COLUMBUS, Ohio -- Two families whose relatives were fatally shot by Columbus police are renewing their requests for independent investigations.

The families of 13-year-old Tyre King and 23-year-old Henry Green held a press conference Tuesday, speaking tearfully about their loved ones.

Tyre was shot Sept. 14 after police say he ran from an officer investigating a reported armed robbery and pulled a BB gun that looked like a real firearm. Green was shot June 6 after two plainclothes officers said he ignored commands to drop his gun and fired on them.

Fatal police shooting of Ohio boy after cops say he had BB gun

Sean Walton, an attorney who represents both families, said witnesses have contradicted information from police in the cases. He said he planned to send letters to city officials Tuesday urging them to join Tyre’s family in requesting a Justice Department review of the shooting. Letters were sent earlier on behalf of Green’s family, he said.

Both shootings are under investigation and will be presented to a grand jury to decide whether charges are merited against the officers.

Tyre’s death has heightened tensions over the safety of blacks in Ohio’s largest city and added to a list of killings of black males by police that are attracting national attention.

King’s grandmother said she called the boy her “little crumbsnatcher” and said he played ice hockey and loved gymnastics. She said the boy told her he loved her and gave her a kiss the last time she saw him.

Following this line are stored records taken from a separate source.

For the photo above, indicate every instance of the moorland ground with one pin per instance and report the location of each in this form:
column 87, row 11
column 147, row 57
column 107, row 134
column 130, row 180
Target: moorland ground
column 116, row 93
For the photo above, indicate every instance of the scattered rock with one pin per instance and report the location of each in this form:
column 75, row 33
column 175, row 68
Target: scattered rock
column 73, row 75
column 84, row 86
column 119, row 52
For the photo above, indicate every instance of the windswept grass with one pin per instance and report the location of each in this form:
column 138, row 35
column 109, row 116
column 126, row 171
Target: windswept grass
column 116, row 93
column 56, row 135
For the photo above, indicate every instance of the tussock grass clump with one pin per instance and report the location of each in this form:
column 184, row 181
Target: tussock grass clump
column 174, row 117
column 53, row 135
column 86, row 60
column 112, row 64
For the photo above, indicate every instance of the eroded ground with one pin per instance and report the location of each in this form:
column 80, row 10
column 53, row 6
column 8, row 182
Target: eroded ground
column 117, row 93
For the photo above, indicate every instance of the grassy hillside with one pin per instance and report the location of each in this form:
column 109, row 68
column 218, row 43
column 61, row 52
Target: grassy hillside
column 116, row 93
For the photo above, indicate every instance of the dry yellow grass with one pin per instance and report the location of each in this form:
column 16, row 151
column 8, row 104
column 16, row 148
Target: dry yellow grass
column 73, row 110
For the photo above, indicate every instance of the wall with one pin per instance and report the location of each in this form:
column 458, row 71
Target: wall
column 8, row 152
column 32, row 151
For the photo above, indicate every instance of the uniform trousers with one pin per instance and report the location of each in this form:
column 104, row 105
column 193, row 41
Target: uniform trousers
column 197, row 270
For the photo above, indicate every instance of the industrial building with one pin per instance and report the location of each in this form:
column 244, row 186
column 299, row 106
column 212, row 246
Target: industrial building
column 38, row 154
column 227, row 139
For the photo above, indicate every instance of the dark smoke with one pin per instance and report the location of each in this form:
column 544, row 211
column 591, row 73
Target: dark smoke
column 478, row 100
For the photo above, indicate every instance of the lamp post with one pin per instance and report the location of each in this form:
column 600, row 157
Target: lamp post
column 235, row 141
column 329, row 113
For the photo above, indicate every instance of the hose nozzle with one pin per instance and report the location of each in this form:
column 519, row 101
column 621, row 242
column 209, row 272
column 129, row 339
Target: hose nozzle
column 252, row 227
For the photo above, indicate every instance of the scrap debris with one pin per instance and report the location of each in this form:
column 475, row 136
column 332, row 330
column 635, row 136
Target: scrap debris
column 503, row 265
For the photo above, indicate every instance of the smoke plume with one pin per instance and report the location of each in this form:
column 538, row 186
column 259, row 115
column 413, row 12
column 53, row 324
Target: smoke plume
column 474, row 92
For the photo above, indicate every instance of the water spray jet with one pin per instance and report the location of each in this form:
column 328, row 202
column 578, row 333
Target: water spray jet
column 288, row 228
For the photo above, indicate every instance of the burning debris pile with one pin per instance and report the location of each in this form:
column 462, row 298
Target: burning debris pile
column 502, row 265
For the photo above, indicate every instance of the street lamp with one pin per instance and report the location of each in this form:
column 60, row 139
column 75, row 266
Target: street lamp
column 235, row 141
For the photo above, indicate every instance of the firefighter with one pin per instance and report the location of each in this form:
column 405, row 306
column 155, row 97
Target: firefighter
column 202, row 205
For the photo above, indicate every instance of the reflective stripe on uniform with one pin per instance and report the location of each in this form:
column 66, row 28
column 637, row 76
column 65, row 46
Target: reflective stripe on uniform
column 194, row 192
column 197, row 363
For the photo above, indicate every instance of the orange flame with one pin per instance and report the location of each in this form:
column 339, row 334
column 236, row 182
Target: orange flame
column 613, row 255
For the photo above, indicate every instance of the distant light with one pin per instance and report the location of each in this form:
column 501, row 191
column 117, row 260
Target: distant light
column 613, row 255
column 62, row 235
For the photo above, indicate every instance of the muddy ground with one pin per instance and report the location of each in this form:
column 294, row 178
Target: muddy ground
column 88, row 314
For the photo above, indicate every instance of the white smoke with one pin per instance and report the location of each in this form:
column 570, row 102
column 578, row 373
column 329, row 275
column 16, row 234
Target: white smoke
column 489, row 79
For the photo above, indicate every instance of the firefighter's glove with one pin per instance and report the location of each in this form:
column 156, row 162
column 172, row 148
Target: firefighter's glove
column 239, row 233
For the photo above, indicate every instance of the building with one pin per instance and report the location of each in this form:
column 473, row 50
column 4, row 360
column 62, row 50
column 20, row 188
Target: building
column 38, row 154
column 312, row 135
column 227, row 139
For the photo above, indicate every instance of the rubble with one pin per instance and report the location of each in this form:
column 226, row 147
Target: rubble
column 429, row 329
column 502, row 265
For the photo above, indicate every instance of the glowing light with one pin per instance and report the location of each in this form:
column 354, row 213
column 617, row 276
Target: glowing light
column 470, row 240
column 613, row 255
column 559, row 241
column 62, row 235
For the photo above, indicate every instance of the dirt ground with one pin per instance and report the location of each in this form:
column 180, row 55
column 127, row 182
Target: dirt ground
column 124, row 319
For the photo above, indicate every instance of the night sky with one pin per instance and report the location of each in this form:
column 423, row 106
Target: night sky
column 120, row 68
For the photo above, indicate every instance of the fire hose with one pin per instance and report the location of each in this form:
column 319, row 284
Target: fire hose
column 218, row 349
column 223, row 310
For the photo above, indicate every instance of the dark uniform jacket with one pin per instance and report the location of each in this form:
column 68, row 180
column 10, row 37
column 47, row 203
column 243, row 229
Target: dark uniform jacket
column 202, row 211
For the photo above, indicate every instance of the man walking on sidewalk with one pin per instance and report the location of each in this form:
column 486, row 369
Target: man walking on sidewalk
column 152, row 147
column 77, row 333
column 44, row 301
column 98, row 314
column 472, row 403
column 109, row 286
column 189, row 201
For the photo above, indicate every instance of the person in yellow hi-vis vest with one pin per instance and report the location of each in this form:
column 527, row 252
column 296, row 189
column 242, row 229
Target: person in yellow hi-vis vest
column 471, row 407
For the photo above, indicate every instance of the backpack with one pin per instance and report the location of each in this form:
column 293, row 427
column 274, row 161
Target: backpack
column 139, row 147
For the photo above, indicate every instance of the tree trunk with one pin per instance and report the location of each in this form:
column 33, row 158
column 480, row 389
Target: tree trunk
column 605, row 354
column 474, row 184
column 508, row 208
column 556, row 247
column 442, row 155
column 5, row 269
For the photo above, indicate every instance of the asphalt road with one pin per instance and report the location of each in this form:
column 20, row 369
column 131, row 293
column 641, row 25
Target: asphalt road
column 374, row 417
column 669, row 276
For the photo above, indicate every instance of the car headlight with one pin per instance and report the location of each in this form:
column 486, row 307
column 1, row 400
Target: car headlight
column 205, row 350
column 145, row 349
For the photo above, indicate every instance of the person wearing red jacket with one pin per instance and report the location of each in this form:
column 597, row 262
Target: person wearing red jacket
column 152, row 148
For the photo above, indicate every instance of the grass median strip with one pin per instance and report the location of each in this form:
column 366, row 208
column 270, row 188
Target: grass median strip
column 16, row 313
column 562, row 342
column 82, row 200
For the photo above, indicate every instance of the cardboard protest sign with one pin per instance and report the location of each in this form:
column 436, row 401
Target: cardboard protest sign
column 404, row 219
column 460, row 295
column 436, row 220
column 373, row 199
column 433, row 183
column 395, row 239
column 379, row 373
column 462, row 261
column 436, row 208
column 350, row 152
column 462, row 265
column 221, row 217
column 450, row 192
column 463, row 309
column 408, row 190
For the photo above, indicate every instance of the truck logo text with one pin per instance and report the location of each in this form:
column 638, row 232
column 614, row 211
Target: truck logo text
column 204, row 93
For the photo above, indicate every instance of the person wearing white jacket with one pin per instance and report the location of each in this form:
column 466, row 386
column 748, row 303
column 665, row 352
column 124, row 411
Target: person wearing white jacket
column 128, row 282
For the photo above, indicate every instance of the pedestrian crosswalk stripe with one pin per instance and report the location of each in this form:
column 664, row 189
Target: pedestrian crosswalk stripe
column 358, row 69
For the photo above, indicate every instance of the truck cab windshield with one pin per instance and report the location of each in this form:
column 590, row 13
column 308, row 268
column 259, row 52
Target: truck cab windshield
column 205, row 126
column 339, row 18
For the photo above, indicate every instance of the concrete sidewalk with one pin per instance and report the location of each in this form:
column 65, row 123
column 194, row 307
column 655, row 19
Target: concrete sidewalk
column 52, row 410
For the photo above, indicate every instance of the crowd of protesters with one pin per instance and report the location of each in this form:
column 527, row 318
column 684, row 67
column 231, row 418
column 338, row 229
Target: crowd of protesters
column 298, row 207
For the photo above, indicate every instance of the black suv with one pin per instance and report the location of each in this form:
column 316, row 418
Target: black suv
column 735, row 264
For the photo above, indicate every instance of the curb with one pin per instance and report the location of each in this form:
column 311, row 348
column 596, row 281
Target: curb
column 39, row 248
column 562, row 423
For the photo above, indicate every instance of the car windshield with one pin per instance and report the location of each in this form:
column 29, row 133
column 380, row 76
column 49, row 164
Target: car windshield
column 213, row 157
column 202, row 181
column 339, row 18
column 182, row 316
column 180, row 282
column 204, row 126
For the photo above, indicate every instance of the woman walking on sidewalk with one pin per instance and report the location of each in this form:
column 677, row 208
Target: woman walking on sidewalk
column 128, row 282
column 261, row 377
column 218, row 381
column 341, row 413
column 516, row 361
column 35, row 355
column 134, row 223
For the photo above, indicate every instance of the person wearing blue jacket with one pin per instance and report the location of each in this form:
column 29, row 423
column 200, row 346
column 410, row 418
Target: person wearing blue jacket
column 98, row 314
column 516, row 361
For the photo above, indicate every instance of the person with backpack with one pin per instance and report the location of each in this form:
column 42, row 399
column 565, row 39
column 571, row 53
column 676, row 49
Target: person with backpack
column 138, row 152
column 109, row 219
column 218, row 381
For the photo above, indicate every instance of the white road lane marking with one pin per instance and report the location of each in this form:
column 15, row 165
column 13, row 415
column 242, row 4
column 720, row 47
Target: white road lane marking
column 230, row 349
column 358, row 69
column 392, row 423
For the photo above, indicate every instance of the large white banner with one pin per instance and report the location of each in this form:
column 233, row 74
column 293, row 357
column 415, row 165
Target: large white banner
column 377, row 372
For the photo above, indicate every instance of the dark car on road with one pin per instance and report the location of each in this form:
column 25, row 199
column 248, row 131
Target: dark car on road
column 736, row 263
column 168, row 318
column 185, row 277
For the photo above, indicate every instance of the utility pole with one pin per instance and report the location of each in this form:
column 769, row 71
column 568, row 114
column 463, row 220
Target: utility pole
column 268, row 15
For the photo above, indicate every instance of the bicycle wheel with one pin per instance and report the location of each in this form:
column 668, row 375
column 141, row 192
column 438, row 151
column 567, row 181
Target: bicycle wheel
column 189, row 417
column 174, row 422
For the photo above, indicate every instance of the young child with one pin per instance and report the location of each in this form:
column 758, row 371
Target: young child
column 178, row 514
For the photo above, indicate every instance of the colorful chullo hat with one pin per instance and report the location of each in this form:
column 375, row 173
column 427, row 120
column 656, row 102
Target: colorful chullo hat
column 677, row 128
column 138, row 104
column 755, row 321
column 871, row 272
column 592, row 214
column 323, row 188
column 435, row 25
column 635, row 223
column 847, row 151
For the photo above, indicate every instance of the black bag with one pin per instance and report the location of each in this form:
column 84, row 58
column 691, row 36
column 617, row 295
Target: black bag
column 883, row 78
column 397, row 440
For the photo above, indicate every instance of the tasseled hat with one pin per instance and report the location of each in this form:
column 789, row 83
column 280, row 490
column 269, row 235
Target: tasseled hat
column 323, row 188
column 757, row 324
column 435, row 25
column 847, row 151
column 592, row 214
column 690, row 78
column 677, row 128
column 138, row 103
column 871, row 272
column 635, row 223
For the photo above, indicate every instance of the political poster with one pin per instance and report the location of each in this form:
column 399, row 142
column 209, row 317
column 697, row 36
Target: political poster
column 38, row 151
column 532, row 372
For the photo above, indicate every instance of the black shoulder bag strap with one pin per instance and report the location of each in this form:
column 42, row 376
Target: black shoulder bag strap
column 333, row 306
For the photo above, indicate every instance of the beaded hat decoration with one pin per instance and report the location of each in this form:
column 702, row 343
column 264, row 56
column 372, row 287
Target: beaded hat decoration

“I thank God for that, that I had my last kiss with my grandson,” she said, calling for justice for both families.

Green’s mother, Adrienne Hood, remembered her son fondly as a prankster who always looked after his family. She cried as she held up the last text she received from him, a picture of a pair of Nike flip flops he had just bought her.

 “Our children were human beings, and they should be looked at as such,” Hood said. “There are families behind them that are hurting because they’re not here anymore.”

She described a culture within the Columbus Police Department she said needed to change, and said her family is “not asking for the impossible” by calling for an independent investigation.

On Monday, dozens of demonstrators protesting the fatal police shootings brought a city council meeting to a halt.

With chants that included “Black lives matter,” the protesters shouted down the council president and briefly took over the front portion of the council chamber at City Hall. They said they don’t trust the police to investigate themselves and urged that more money be spent on violence prevention and other programs.